More than four years ago we highlighted work from two groups on microscopic optical tools and pronounced that resulting devices “...will change the way some scientists conduct experiments” (Evanko, 2007).

Although such tools have yet to make their way into the hands of biologists, we are seeing progress in the development of tools that could begin to have practical value to biologists. Peidong Yang from the University of California at Berkeley, one of the authors we previously highlighted, now reports how his group converted a light-carrying nanowire into a microscopic endoscope for single living cells (Yan et al., 2011). But as suggested by the time elapsed from the original report, this development was not trivial.

Yang recalls, “When we demonstrated nanowire wave-guiding and nonlinear mixing in solution, I was very excited that now we have these nanoscopic light sources in solution, and I thought, 'Let's go and test it in living cells'.” Unfortunately this turned out to be harder than expected.
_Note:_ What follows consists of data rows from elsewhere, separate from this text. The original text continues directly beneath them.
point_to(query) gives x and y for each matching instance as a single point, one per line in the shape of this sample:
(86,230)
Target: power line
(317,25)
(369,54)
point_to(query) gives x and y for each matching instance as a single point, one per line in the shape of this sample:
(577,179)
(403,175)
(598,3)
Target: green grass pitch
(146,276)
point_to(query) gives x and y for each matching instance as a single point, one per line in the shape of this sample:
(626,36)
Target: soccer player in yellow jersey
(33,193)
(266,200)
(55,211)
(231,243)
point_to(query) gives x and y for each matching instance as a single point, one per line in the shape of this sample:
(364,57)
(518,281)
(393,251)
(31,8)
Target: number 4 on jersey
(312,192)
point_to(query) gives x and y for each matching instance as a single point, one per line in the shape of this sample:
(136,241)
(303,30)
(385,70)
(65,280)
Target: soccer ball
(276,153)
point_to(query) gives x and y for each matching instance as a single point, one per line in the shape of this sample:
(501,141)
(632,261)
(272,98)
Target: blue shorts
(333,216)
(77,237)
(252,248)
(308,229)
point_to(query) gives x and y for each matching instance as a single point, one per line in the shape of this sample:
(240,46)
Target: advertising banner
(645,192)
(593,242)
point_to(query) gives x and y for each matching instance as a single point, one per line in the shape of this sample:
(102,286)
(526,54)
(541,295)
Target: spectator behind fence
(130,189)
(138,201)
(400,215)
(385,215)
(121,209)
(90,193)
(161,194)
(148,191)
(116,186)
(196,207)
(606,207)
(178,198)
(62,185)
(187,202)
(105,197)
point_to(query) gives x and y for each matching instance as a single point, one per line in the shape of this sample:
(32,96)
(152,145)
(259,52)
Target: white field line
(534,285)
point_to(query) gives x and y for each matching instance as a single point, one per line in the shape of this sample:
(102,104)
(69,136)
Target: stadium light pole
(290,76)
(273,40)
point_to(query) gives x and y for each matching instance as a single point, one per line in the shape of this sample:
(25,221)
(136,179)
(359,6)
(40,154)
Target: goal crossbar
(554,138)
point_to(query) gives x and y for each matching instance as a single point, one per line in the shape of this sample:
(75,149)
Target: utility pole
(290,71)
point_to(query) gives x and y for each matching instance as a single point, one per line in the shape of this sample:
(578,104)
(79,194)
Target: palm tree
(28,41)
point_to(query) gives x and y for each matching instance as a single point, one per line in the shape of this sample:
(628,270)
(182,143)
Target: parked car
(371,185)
The first problem they ran into was the low mechanical stability of the unsupported nanowires. In their prior Nature paper they used optical tweezers to hold potassium niobate nanowires and deliver infrared light into them. The nonlinear mixing capability of the potassium niobate converted the infrared light into visible light that emanated from the tip. But the optical trapped nanowires were not sturdy enough to poke the probes into cells. Instead, Yang reasoned they had to physically mount the nanowires onto something that could exert sufficient force. They tried many alternatives but settled on coupling a tin dioxide nanowire that functions as a simple subwavelength waveguide to the end of an etched optical fiber.

Illustration of a nanowire-based endoscope penetrating a living cell and illuminating a single quantum dot. Credit: Image courtesy of P. Yang.

The optical fiber provided good mechanical stability, but unlike with the optical trap, light transmission between the fiber and nanowire required careful refractive index matching to avoid large optical losses at the junction. Yang recalls, “To get these nanowires into a robust stable platform took us awhile, but then progress was almost spontaneous.” They showed that unlike insertion of a tapered optical-fiber tip into cells, insertion of the 100-nanometer-diameter nanowire did not induce cell death or other obvious cellular stress over the course of the experiment.

The resulting nanowire probes have two major capabilities: localized imaging and localized delivery. To demonstrate localized delivery the researchers attached quantum dots to the nanowire tip using photocleavable linkers cleavable by external UV light illumination of the nanowire inside the cell. “We could place quantum dots where we wanted them in the cytoplasm or the nucleus,” says Yang.

After delivery of the quantum dots they could use the nanowire probe to selectively illuminate single dots or to collect emitted light from one quantum dot cluster. In both scenarios the region of the cell being probed is a tiny volume. This has the benefit of reducing unwanted signals from cellular autofluorescence or other sources distant from the tip. Functionalization of the probe tip itself with a fluorescent sensor can additionally confine the signal and ensure measurement of only local changes. In a preliminary experiment the authors demonstrated this in microdroplets.

Yang is hopeful that additional applications of these nanowire probes can be developed and that biologists will find them useful. One hope is that the highly precise point detection these probes allow can be used for three-dimensional multiplex imaging of signals inside living cells. But Yang says, “It isn't going to be trivial.”